Editor’s note: This story is part of Coping with COVID-19, a series of brief looks at people in a pandemic.
By Morgan Duerden
When life gives you a pandemic sometimes you just have to get on a skateboard and take a ride.
Tim Kohlstedt, lost his job as an insurance salesman in March due to the stay-at-home order. Residing in his parent’s Lake Orion home, Kohlstedt has been taking this time to better himself.
He doesn’t want to be an insurance salesman.
“I want to find a job that I care about, that I love doing,” Kohlstedt said. “I’ve learned that I need to reel myself in. I kind of indulge in pleasures too much.”

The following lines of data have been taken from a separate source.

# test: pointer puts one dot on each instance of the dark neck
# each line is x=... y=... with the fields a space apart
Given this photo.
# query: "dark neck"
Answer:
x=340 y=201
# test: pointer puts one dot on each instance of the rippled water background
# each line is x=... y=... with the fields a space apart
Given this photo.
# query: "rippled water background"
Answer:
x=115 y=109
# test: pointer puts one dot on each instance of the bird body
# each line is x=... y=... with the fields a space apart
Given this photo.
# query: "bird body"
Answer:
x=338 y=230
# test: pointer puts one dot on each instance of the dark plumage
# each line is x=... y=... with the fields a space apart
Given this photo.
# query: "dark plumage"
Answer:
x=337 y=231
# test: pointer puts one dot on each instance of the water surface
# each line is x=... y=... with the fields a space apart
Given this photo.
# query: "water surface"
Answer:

Jobless, he has had more time to pick up old hobbies, or… ride them.
“I started reading this book called Tribe by Sebastian Junger,” Kohlstedt said. “I’ve been watching a lot of YouTube videos about art and how to process looking at a painting.”

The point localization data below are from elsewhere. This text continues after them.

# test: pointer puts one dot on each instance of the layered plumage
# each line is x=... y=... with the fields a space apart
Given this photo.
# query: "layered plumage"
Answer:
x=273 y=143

He watched one about Vincent van Gogh’s Night Café. The painting is full of red and green, colors that go together, but contrast each other at the same time.
“It gives the feeling of angst and I can relate to it,” Kohlstedt said. “Everyone in the painting is hunched over. It’s how the world is feeling right now.”

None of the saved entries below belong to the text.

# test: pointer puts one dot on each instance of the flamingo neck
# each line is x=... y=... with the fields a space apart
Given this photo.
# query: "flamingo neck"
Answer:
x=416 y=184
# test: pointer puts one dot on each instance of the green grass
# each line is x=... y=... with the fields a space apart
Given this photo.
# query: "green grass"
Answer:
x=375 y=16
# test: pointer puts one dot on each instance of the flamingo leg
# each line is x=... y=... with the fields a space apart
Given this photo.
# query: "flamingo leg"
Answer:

Kohlstedt has gotten back on his skateboard to try tricks but keeps falling on his wrist. He said this resembles a little of his life right now.
“It’s a good life lesson. You gotta get yourself back up,” he said.
Meanwhile, he is rebuilding his relationship with his father.
“Me and him have always butted heads my entire life, especially when I was a teenager,” Kohlstedt said. “I never really gave him the respect that he deserved until this coronavirus.”
His father, Dave Kohlstedt, was a paramedic firefighter for almost 20 years. Now, he sells medical equipment.
“I would never listen to his stories about his work, I just you know brushed them off,” Kohlstedt said.
But recently nurses asked his father for a supply order that they needed the next day or people would die. They said they needed a miracle. His father emailed a supplier and got an immediate response back, he said. The supplier knew his father was a no b.s. guy and that if he said it was bad, it was bad.
His plea had been read out loud to the production floor and caused many to swell in tears,Kohlstedt said. The order shipped out that night.
“I just realized my dad is trying to move mountains for people and I didn’t give him that respect,” Kohlstedt said. “I know he has much love for me and I have much love for him.”